Grosjean pakte in de eerste drie Grands Prix van 2013 keurig zijn punten mee, maar wist in tegenstelling tot teamgenoot Kimi Räikkönen toch niet echt te imponeren.
Hoewel een strijdlustige Grosjean in Maleisië voor Räikkönen finishte, moest hij het in de kwalificatie drie keer op rij afleggen tegen de Fin en moest hij in Australië en China genoegen nemen met een tiende en negende plaats, terwijl Räikkönen in Australië wist te winnen en in China als tweede eindigde.
In race nummer vier, de Grand Prix van Bahrein, eindigde Räikkönen wederom voor Grosjean, maar de Fransman reed desondanks een ijzersterke race en maakte zo een tegenvallende kwalificatie goed door tien tellen achter Räikkönen als derde over de streep te komen.
De ban lijkt daarmee gebroken voor Grosjean, die tijdens de eerste drie Grands Prix balansproblemen met zijn auto had, maar deze in Bahrein achter zich wist te laten.
Ondanks dat de voortekenen dus gunstig zijn, blijft Grosjean echter met beide benen op de grond staan: “De derde plaats in Bahrein was een opsteker en heeft mijn situatie veranderd, maar ik sta nog steeds onder druk, want zo zit deze sport in elkaar”, zegt hij tegen ESPNF1.
De huidige nummer zeven in het kampioenschap beseft verder dat het overkomen van zijn problemen in Bahrein niet garandeert dat het ook nu in Barcelona goed zal gaan. “Ieder circuit is weer anders en biedt weer nieuwe uitdagingen. Het zou te makkelijk zijn als je overal gewoon hetzelfde zou kunnen doen om goed te presteren.
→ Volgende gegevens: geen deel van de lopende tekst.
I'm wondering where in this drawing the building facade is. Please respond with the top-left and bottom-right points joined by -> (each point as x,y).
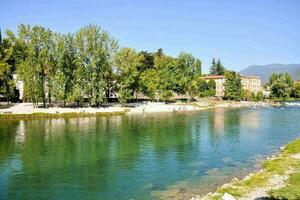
240,75 -> 261,94
12,74 -> 24,100
203,74 -> 262,97
202,75 -> 225,97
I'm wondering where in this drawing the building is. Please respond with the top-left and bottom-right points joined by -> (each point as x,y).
202,75 -> 225,97
203,74 -> 262,97
240,75 -> 261,94
12,74 -> 24,100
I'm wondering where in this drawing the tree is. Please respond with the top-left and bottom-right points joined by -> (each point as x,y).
74,24 -> 118,106
0,29 -> 17,104
210,58 -> 225,75
115,47 -> 144,104
176,52 -> 202,97
52,33 -> 77,106
198,79 -> 209,97
15,24 -> 54,107
292,82 -> 300,98
271,79 -> 290,98
207,79 -> 216,96
5,23 -> 213,106
241,90 -> 255,101
255,91 -> 264,101
139,69 -> 160,101
139,51 -> 154,71
267,73 -> 293,98
224,71 -> 242,100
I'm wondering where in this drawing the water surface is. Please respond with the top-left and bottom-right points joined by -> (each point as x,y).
1,107 -> 300,199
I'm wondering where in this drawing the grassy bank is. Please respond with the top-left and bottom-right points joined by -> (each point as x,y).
0,111 -> 126,120
203,138 -> 300,200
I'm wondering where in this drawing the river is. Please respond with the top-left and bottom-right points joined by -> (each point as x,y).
1,106 -> 300,199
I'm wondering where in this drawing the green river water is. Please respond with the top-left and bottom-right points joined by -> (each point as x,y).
1,106 -> 300,199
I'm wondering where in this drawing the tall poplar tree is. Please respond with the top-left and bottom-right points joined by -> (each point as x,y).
115,47 -> 144,104
52,33 -> 77,106
16,24 -> 54,107
210,58 -> 225,75
224,71 -> 242,100
0,29 -> 16,104
74,24 -> 118,106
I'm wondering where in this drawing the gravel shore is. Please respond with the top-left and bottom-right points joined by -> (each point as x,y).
0,100 -> 280,116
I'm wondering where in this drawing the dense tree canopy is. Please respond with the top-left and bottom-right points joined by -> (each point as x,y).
224,71 -> 242,100
292,82 -> 300,98
267,73 -> 293,98
0,29 -> 17,103
210,58 -> 225,75
115,47 -> 144,104
0,24 -> 207,106
2,24 -> 300,106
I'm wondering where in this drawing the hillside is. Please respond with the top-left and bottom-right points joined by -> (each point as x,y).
240,64 -> 300,84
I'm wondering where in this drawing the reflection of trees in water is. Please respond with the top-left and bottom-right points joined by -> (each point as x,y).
223,109 -> 241,139
130,113 -> 200,161
0,113 -> 202,199
0,120 -> 20,165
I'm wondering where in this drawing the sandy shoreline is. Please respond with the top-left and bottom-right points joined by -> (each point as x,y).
0,100 -> 279,116
0,101 -> 279,115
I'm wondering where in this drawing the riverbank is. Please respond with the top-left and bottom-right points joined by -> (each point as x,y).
0,100 -> 281,119
195,138 -> 300,200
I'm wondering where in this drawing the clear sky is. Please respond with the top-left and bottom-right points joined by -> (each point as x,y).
1,0 -> 300,72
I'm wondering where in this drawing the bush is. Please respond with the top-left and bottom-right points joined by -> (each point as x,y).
292,82 -> 300,98
160,90 -> 173,102
255,91 -> 264,101
241,90 -> 254,101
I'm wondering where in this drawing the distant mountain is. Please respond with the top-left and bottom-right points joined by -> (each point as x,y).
240,64 -> 300,84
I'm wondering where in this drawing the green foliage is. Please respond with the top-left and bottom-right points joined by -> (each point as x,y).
255,91 -> 264,101
0,29 -> 19,103
52,33 -> 77,106
210,58 -> 225,75
271,79 -> 291,98
3,24 -> 208,106
139,69 -> 160,100
74,24 -> 118,106
176,52 -> 202,95
241,90 -> 264,101
117,87 -> 133,105
15,24 -> 55,107
268,73 -> 293,99
292,82 -> 300,98
160,90 -> 173,102
197,79 -> 216,97
268,173 -> 300,200
284,138 -> 300,154
138,50 -> 202,101
241,90 -> 255,101
115,47 -> 144,103
207,138 -> 300,200
224,71 -> 242,100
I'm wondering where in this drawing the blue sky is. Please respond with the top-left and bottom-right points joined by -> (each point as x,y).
1,0 -> 300,72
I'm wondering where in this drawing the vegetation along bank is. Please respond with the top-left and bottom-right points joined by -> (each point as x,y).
195,138 -> 300,200
1,24 -> 300,109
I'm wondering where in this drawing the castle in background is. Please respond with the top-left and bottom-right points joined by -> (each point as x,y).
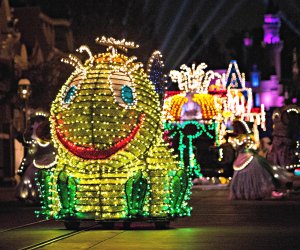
244,0 -> 299,109
166,1 -> 299,111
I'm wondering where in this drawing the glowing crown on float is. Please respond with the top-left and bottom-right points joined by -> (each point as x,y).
95,36 -> 139,53
169,63 -> 224,93
61,36 -> 142,75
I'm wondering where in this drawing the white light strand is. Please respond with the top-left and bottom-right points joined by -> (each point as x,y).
76,45 -> 94,65
95,36 -> 139,54
33,156 -> 58,169
61,54 -> 86,74
169,63 -> 221,93
36,140 -> 50,147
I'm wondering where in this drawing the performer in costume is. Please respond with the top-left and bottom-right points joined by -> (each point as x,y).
228,120 -> 284,200
15,119 -> 39,178
16,112 -> 56,204
267,105 -> 300,169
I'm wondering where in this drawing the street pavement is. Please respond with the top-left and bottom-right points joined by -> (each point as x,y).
0,185 -> 300,249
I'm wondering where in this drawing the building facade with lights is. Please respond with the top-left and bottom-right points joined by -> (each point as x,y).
0,0 -> 74,185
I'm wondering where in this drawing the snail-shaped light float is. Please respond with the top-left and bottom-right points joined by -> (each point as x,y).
37,37 -> 192,229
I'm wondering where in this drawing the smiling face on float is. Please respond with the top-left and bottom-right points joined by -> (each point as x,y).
51,53 -> 159,160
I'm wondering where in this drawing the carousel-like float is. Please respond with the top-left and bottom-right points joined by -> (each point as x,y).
163,60 -> 266,183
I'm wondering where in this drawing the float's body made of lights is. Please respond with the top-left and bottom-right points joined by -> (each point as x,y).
37,37 -> 192,229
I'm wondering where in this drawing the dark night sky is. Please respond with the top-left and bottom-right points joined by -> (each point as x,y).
10,0 -> 300,72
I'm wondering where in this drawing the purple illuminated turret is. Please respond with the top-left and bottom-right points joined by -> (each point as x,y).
263,14 -> 281,44
262,0 -> 283,80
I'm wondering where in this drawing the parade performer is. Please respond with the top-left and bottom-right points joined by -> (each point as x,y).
16,113 -> 56,204
228,120 -> 284,200
267,105 -> 300,169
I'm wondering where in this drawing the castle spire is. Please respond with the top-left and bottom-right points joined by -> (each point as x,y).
292,48 -> 299,81
266,0 -> 279,15
262,0 -> 283,80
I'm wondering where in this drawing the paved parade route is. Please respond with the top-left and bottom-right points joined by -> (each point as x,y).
1,186 -> 300,249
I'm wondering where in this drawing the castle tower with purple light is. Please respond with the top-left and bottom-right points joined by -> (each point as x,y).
262,0 -> 283,80
249,0 -> 284,109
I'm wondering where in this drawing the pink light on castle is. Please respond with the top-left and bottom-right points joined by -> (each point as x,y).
243,37 -> 253,47
263,14 -> 281,44
264,33 -> 280,44
265,15 -> 280,24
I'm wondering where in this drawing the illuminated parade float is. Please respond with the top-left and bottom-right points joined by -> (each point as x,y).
37,37 -> 192,229
163,60 -> 266,181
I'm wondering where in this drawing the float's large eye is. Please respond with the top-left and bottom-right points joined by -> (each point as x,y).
121,85 -> 134,104
63,85 -> 77,105
109,71 -> 136,108
61,73 -> 84,107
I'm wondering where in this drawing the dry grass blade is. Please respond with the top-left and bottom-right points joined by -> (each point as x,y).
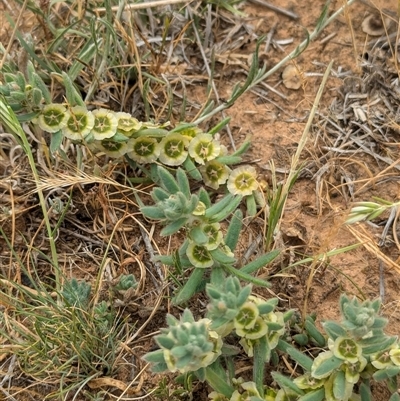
347,224 -> 400,275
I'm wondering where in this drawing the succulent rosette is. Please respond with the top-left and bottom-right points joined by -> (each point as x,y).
188,133 -> 221,164
227,165 -> 259,196
127,136 -> 161,164
145,309 -> 222,374
63,106 -> 95,140
38,103 -> 69,133
91,108 -> 118,140
158,133 -> 189,166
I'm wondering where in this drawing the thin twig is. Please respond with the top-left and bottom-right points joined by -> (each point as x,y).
94,0 -> 194,14
248,0 -> 299,20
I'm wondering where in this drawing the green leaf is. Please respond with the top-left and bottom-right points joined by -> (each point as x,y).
204,364 -> 234,398
209,195 -> 242,223
157,166 -> 180,194
240,250 -> 280,274
333,370 -> 346,400
176,168 -> 191,199
161,218 -> 188,236
10,91 -> 26,102
33,72 -> 51,103
156,336 -> 175,350
285,343 -> 314,371
224,265 -> 270,288
322,321 -> 347,340
207,117 -> 230,137
183,154 -> 203,180
143,349 -> 166,364
373,366 -> 400,381
215,155 -> 243,165
210,248 -> 236,265
271,372 -> 304,396
190,226 -> 208,245
15,72 -> 26,90
225,209 -> 243,250
305,317 -> 326,347
61,72 -> 85,107
362,336 -> 397,355
298,388 -> 325,401
254,336 -> 268,395
198,187 -> 211,208
246,193 -> 257,216
204,194 -> 236,219
50,130 -> 63,153
172,268 -> 206,305
359,382 -> 372,401
257,299 -> 278,315
31,87 -> 43,106
140,206 -> 166,220
151,187 -> 170,202
68,38 -> 101,81
293,333 -> 309,347
312,355 -> 342,379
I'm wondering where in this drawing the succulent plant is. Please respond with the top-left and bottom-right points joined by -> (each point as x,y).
143,309 -> 222,374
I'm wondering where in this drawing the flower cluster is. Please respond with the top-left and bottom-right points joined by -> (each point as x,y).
236,296 -> 285,358
36,104 -> 265,199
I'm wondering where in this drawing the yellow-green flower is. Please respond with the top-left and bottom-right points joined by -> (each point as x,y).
186,242 -> 213,268
331,337 -> 362,364
230,381 -> 262,401
159,133 -> 189,166
93,139 -> 128,158
227,166 -> 259,196
202,223 -> 223,250
236,316 -> 268,340
293,373 -> 325,390
63,106 -> 95,140
192,201 -> 206,216
127,137 -> 160,164
188,133 -> 220,164
91,108 -> 118,140
115,112 -> 142,135
180,126 -> 203,139
38,103 -> 69,133
199,160 -> 231,190
371,348 -> 394,369
234,302 -> 259,330
208,391 -> 228,401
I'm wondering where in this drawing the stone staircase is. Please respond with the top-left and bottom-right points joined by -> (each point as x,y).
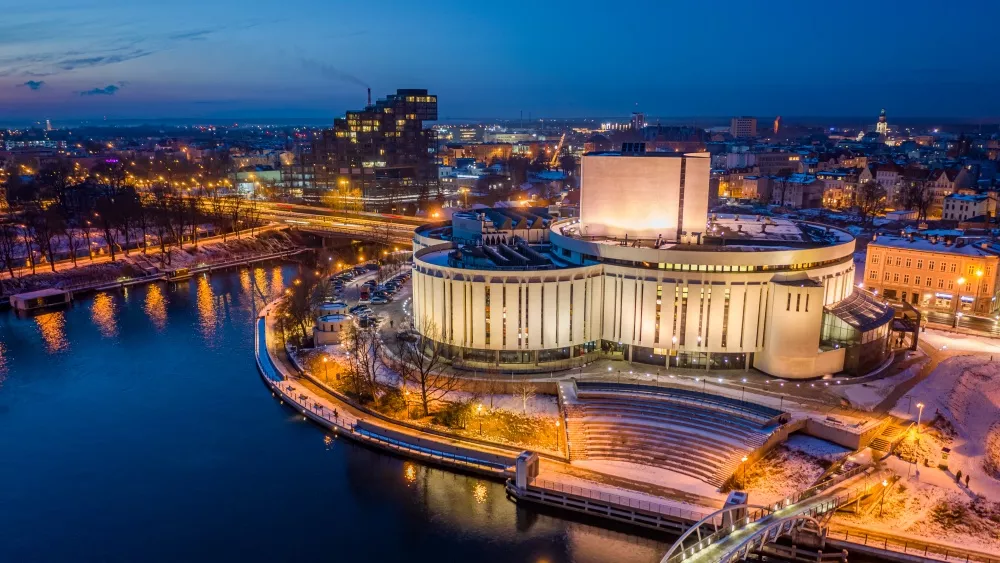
868,419 -> 907,452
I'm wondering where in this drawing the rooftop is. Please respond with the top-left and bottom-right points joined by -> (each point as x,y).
870,235 -> 1000,257
825,290 -> 895,333
556,214 -> 852,251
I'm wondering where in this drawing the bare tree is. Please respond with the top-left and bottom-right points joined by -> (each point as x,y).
340,321 -> 385,402
512,379 -> 536,414
899,178 -> 932,220
389,318 -> 458,417
0,221 -> 21,278
855,180 -> 887,227
226,194 -> 244,239
771,168 -> 793,207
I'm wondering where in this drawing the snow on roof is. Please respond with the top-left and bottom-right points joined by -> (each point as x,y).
871,235 -> 1000,257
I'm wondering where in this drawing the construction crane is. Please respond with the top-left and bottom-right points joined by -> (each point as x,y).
549,133 -> 566,169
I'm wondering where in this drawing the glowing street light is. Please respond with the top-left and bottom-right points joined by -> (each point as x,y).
741,455 -> 749,486
916,402 -> 925,432
476,403 -> 484,435
879,479 -> 889,517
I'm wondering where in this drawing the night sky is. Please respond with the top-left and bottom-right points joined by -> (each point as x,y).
2,0 -> 999,121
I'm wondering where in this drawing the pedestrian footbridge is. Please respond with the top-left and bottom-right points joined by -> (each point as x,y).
661,489 -> 858,563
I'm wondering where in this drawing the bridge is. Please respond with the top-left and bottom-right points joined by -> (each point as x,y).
661,476 -> 874,563
256,202 -> 420,245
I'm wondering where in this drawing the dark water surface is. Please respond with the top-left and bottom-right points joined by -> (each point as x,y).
0,264 -> 665,563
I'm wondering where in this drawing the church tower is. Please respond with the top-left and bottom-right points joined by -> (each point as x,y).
876,108 -> 888,136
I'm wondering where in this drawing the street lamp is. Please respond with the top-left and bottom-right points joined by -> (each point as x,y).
322,356 -> 329,382
916,402 -> 925,432
741,455 -> 748,487
476,403 -> 484,435
879,479 -> 889,517
954,276 -> 967,326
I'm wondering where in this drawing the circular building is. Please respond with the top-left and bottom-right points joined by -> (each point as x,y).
411,151 -> 892,379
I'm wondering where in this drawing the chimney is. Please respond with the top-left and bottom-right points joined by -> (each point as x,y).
367,88 -> 371,107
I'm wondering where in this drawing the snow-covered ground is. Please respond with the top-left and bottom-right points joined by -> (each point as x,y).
570,460 -> 725,501
833,453 -> 1000,555
889,355 -> 1000,503
830,354 -> 929,411
920,329 -> 1000,354
784,434 -> 852,462
742,438 -> 836,506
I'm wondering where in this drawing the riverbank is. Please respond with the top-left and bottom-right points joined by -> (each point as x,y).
2,229 -> 308,299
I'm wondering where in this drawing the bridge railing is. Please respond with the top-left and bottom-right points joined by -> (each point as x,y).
827,529 -> 1000,563
529,478 -> 709,521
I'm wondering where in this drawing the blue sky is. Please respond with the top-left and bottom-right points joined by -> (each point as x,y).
2,0 -> 999,121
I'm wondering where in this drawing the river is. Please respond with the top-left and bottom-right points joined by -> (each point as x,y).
0,263 -> 666,563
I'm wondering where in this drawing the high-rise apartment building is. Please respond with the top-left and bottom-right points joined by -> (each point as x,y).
310,89 -> 439,212
730,116 -> 757,138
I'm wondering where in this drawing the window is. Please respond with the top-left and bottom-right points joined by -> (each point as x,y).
896,257 -> 902,267
950,263 -> 957,273
929,261 -> 935,270
893,273 -> 900,282
915,276 -> 921,285
948,281 -> 954,290
869,270 -> 878,280
938,279 -> 944,289
884,272 -> 890,281
787,293 -> 791,311
903,275 -> 910,284
941,262 -> 946,272
917,260 -> 923,269
872,255 -> 880,265
905,259 -> 912,268
968,265 -> 975,276
926,277 -> 932,287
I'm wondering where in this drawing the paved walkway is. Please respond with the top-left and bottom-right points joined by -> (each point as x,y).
260,296 -> 725,514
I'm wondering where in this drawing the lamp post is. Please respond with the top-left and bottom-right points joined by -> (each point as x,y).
322,356 -> 329,382
916,402 -> 925,433
976,269 -> 984,314
954,277 -> 966,327
741,455 -> 748,487
476,403 -> 484,435
879,479 -> 889,517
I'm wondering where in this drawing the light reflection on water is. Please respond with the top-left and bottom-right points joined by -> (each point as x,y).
143,283 -> 168,330
90,293 -> 118,338
33,311 -> 68,353
196,276 -> 219,343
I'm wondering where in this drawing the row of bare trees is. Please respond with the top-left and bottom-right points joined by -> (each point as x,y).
0,159 -> 264,278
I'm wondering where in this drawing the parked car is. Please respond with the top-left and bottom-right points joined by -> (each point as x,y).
370,296 -> 389,305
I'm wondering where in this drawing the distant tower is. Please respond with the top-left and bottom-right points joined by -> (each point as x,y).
631,111 -> 645,132
876,108 -> 888,135
773,116 -> 781,135
45,119 -> 52,132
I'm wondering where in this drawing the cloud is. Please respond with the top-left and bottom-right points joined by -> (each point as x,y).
0,23 -> 235,77
299,57 -> 368,89
17,80 -> 45,90
78,82 -> 126,96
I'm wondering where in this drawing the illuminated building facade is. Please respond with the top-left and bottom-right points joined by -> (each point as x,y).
411,151 -> 892,379
310,89 -> 439,211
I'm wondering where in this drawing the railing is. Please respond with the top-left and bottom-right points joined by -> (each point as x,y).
257,315 -> 514,476
662,504 -> 777,563
354,427 -> 509,473
528,478 -> 708,521
827,529 -> 1000,563
577,381 -> 784,423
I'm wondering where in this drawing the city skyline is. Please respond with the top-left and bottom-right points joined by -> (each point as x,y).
3,0 -> 1000,120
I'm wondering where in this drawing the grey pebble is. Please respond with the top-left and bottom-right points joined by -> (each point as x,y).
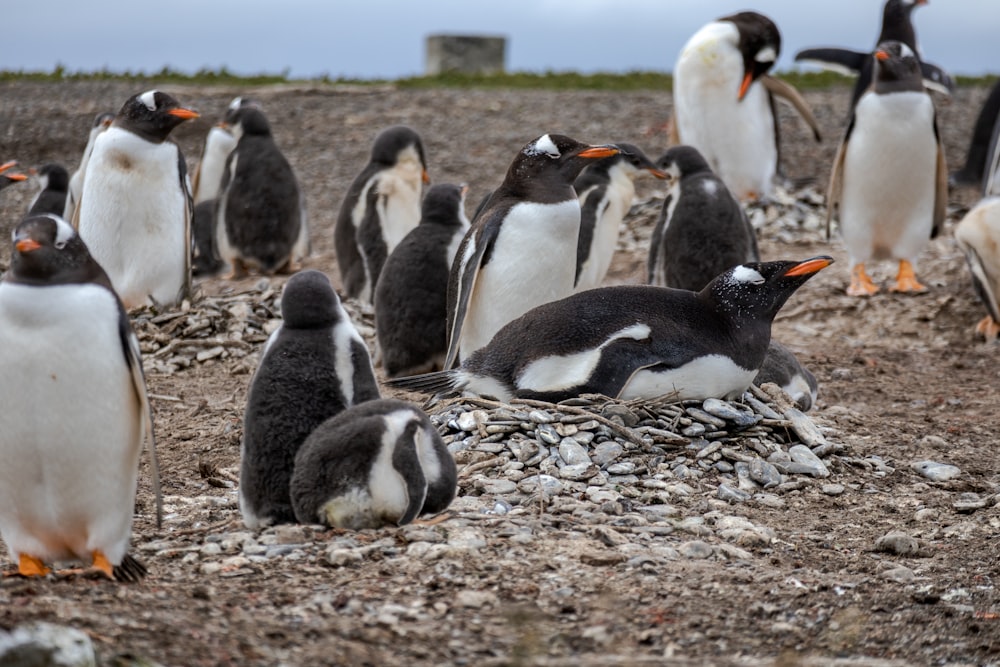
788,444 -> 830,478
822,484 -> 845,496
911,460 -> 961,482
717,484 -> 751,503
558,438 -> 592,466
678,541 -> 715,559
874,531 -> 921,556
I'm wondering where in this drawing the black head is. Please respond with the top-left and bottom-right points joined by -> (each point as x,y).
33,163 -> 70,192
0,160 -> 27,191
656,145 -> 713,181
703,257 -> 833,322
6,214 -> 114,289
719,11 -> 781,100
227,107 -> 272,139
505,133 -> 620,195
604,143 -> 667,179
114,90 -> 199,143
880,0 -> 923,47
221,96 -> 263,125
872,40 -> 924,91
420,183 -> 469,227
279,270 -> 342,329
370,125 -> 429,176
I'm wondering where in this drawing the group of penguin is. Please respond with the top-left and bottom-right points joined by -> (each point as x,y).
1,0 -> 999,582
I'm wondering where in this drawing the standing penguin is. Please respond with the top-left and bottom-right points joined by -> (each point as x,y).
648,145 -> 759,291
826,41 -> 947,296
0,214 -> 161,581
374,183 -> 471,378
335,125 -> 430,303
64,111 -> 113,222
954,197 -> 1000,339
239,270 -> 380,529
27,164 -> 70,216
391,257 -> 832,404
290,398 -> 457,530
573,143 -> 666,292
0,160 -> 27,192
76,90 -> 198,309
445,134 -> 619,368
216,106 -> 308,277
672,11 -> 821,202
795,0 -> 954,110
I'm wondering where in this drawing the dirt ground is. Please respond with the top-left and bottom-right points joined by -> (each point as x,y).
0,79 -> 999,666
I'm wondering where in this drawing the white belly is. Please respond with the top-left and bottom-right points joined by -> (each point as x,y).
79,127 -> 189,307
618,354 -> 758,402
839,92 -> 937,264
576,175 -> 634,291
194,127 -> 236,204
0,283 -> 142,564
460,199 -> 580,360
376,161 -> 423,253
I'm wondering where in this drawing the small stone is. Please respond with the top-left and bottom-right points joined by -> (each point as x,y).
536,423 -> 561,444
882,566 -> 916,583
911,460 -> 961,482
953,493 -> 989,514
447,527 -> 488,550
457,410 -> 486,432
273,525 -> 309,544
580,550 -> 628,566
821,484 -> 845,496
748,458 -> 782,489
606,461 -> 635,475
327,548 -> 364,567
678,541 -> 715,559
0,623 -> 97,667
592,441 -> 624,466
685,407 -> 726,429
592,525 -> 630,547
785,408 -> 827,447
528,410 -> 554,424
559,463 -> 600,481
558,438 -> 592,466
788,444 -> 830,477
682,423 -> 707,437
518,474 -> 563,496
874,531 -> 921,556
455,590 -> 498,609
475,478 -> 518,495
717,484 -> 751,503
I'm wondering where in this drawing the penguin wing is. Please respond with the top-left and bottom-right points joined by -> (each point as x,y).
920,61 -> 955,97
391,423 -> 428,526
826,118 -> 855,241
177,147 -> 193,300
793,47 -> 868,77
443,220 -> 495,369
932,118 -> 947,239
117,306 -> 163,528
987,118 -> 1000,198
350,337 -> 382,404
760,75 -> 823,143
956,232 -> 1000,325
574,185 -> 605,287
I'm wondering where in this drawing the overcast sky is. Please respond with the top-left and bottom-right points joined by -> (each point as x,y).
1,1 -> 996,79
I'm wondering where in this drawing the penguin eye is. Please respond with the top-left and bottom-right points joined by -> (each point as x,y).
54,240 -> 66,250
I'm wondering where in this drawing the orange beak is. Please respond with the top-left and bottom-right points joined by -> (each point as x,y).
0,160 -> 18,174
647,167 -> 668,179
875,50 -> 889,61
168,107 -> 200,121
784,256 -> 834,277
4,172 -> 27,182
577,145 -> 620,160
16,238 -> 42,253
738,71 -> 754,101
422,169 -> 431,184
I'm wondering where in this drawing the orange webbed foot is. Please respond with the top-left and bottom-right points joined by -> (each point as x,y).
17,553 -> 51,577
847,264 -> 879,297
974,315 -> 1000,340
889,260 -> 928,294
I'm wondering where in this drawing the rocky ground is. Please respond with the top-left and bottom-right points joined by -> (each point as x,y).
0,79 -> 999,666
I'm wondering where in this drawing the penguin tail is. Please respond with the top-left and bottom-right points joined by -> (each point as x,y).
384,369 -> 461,396
112,554 -> 149,582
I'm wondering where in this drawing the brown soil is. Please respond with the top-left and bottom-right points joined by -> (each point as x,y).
0,80 -> 999,667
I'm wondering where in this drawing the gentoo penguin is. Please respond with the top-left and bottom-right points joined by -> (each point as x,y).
0,160 -> 27,191
573,143 -> 666,291
64,111 -> 113,222
216,106 -> 308,277
954,197 -> 1000,339
191,199 -> 224,277
192,97 -> 259,205
0,214 -> 161,581
672,11 -> 821,202
290,399 -> 457,530
239,270 -> 380,529
335,125 -> 430,303
951,81 -> 1000,193
826,41 -> 946,297
795,0 -> 954,109
27,164 -> 70,216
374,183 -> 471,378
647,145 -> 759,292
445,134 -> 619,368
754,340 -> 819,411
389,257 -> 832,404
76,90 -> 198,308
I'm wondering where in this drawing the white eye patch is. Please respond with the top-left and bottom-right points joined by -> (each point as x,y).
524,134 -> 561,159
732,265 -> 765,284
228,96 -> 243,110
897,43 -> 915,59
754,46 -> 776,64
51,215 -> 76,247
139,90 -> 158,110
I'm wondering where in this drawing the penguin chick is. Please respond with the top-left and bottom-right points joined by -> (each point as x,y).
27,163 -> 70,216
390,257 -> 832,404
335,125 -> 430,303
290,399 -> 457,530
648,145 -> 759,292
573,143 -> 666,292
826,41 -> 946,297
0,214 -> 161,581
954,197 -> 1000,339
216,106 -> 308,277
374,183 -> 471,378
239,270 -> 380,529
754,340 -> 819,411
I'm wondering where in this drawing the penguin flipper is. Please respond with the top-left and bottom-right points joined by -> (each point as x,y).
987,118 -> 1000,198
444,219 -> 497,369
932,120 -> 948,239
391,428 -> 428,527
793,48 -> 867,77
178,147 -> 193,300
920,61 -> 955,97
826,126 -> 851,241
122,322 -> 163,529
760,75 -> 823,143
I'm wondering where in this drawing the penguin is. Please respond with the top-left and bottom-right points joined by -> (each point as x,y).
239,269 -> 380,529
191,199 -> 224,277
335,125 -> 430,303
672,11 -> 821,202
0,214 -> 161,581
64,111 -> 113,222
0,160 -> 27,192
954,197 -> 1000,339
951,81 -> 1000,194
754,340 -> 819,411
826,41 -> 947,297
216,106 -> 308,277
794,0 -> 954,109
647,145 -> 759,292
374,183 -> 471,378
445,134 -> 619,368
192,97 -> 259,205
76,90 -> 198,309
290,398 -> 457,530
573,143 -> 666,292
26,164 -> 70,216
389,257 -> 832,404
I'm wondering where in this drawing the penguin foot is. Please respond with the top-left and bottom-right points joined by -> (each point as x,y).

Zo werkt het niet.”
“We weten uiteraard wel wat we aan de auto hebben veranderd om hem naar mijn zin te krijgen en hopelijk lukt het ons om dat vast te houden een terugval te vermijden. Om dat voor elkaar te krijgen en op het resultaat uit Bahrein te kunnen voortborduren, moeten we goed in de gaten houden wat we doen en er elk raceweekend weer een schepje bovenop doen.”